[OPE-L:5296] Re: Re: Re: Re: Re: Re: how is SNLT measured?

From: Gerald_A_Levy (Gerald_A_Levy@msn.com)
Date: Fri Mar 30 2001 - 07:18:04 EST


Re Rakesh's [5292]:

> To measure socially necessary labor time we
> would have to measure or
> would be implicitly measuring socially wasted labor time--that is the
> labor put into an object that is of no social utility.
> How would we know the clock time embodied in the taurus has not been
> socially wasted even if manufactured at best practice unless and
> until the taurus has been ex-changed into money and thereby proves
> itself to be (or to have been) an aliquot of socially necessary labor
> time?
> It seems to me not true that abstract labor time or socially
> necessary labor time have meaning outside of monetary expression

I understand you to be saying that for value to
be fully constituted as value the commodity
must be sold for money. I agree with you.
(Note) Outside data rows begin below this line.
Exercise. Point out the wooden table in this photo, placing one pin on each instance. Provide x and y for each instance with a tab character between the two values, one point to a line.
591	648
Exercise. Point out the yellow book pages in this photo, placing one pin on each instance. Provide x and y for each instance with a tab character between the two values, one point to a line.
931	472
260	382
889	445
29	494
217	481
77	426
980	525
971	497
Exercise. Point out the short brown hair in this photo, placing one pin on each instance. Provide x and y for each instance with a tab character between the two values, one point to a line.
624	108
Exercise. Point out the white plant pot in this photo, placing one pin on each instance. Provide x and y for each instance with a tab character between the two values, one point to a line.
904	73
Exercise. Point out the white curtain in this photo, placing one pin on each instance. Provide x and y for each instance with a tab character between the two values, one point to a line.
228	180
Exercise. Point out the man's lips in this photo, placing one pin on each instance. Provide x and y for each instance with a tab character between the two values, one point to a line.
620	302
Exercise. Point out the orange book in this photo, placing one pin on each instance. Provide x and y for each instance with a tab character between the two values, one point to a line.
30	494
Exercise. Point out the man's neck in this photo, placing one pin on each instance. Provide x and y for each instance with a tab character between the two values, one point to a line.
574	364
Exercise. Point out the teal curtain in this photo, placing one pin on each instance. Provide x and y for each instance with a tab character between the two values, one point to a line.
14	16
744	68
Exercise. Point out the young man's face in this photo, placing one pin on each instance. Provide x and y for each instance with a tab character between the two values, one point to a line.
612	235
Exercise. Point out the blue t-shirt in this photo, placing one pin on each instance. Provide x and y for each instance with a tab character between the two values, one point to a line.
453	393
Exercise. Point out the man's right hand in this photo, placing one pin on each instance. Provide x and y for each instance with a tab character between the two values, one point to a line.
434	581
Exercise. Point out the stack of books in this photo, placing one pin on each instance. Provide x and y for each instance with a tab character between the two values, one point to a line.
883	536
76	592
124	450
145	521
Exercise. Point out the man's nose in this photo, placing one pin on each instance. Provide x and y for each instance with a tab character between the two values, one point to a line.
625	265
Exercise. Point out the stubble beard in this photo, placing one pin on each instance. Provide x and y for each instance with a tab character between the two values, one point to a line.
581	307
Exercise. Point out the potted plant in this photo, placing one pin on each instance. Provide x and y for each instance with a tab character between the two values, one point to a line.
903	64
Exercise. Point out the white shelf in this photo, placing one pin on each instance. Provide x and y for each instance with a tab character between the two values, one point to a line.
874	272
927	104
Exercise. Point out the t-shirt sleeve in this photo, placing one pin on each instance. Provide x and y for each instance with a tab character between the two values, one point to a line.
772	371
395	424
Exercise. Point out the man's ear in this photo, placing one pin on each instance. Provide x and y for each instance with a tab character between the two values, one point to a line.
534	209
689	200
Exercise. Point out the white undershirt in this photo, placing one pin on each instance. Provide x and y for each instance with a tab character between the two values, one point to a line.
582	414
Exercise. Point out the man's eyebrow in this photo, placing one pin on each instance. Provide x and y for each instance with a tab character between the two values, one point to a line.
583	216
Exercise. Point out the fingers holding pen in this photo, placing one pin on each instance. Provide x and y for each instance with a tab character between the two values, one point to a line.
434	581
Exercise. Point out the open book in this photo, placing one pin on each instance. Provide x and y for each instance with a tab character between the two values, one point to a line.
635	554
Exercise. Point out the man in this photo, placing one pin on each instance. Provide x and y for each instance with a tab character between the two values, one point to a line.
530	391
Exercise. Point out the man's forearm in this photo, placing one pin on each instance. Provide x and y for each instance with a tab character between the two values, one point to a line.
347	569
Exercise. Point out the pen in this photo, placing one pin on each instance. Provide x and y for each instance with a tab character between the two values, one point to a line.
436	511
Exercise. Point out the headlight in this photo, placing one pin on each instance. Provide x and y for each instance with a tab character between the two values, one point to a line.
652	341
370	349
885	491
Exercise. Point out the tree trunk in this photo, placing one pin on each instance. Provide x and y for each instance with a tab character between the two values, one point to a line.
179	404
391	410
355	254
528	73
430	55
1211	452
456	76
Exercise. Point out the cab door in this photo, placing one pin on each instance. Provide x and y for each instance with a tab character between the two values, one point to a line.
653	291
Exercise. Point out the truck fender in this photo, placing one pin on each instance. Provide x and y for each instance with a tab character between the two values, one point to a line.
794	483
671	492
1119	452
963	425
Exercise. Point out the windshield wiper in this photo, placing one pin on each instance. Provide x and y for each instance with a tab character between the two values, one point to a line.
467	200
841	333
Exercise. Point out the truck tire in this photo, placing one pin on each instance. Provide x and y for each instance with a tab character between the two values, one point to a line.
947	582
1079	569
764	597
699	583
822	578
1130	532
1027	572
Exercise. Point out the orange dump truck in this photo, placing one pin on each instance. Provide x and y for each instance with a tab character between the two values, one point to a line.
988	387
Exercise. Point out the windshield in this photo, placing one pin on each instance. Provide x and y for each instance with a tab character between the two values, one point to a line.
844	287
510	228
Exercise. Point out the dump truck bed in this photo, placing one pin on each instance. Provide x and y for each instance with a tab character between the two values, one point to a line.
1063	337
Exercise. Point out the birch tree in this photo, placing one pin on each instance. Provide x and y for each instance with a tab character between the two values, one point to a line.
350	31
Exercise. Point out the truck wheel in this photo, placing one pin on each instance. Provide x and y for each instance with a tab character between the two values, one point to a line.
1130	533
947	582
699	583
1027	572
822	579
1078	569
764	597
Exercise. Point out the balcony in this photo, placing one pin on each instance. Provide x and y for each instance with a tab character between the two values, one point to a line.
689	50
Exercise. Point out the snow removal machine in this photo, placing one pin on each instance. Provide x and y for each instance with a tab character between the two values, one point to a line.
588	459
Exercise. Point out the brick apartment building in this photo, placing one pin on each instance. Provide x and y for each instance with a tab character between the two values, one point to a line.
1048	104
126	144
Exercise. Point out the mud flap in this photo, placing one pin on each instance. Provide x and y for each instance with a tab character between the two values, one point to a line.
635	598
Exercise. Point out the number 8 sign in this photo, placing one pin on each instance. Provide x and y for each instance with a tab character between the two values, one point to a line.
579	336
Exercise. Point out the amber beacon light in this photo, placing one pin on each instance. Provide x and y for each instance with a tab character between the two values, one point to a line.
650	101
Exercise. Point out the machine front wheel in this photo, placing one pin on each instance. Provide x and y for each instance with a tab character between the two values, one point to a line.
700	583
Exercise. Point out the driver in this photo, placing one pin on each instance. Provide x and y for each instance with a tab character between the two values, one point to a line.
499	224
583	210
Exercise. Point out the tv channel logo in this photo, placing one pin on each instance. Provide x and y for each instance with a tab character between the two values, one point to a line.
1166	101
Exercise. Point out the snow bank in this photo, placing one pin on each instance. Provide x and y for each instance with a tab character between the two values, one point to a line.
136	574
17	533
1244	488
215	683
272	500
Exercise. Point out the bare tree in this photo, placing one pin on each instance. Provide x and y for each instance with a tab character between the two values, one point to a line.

Thus, what was *presumed* to constitue value
(and SNLT) prior to sale can be shown to
not constitute value or SNLT if the commodity's
value is not actualized in the marketplace with its
exchange for money. This is because of a
necessary linkage of u-v, value, and e-v for the
constitution of the commodity.

While this is an important issue (one we discussed
at length in the "ideal vs. real value" thread),
it is not the same issue I have addressed here.
You might remember that I pointed out in the
original post that raised this issue [5276] that
I was raising "JUST *ONE PROBLEM*"
(emphasis added) re the measurement of SNLT.
 Thus the meaning of "socially necessary" has a number of meanings  (indeed,
some of these
other meanings I have discussed recently), but I
explicitly wanted to discuss *this* issue now.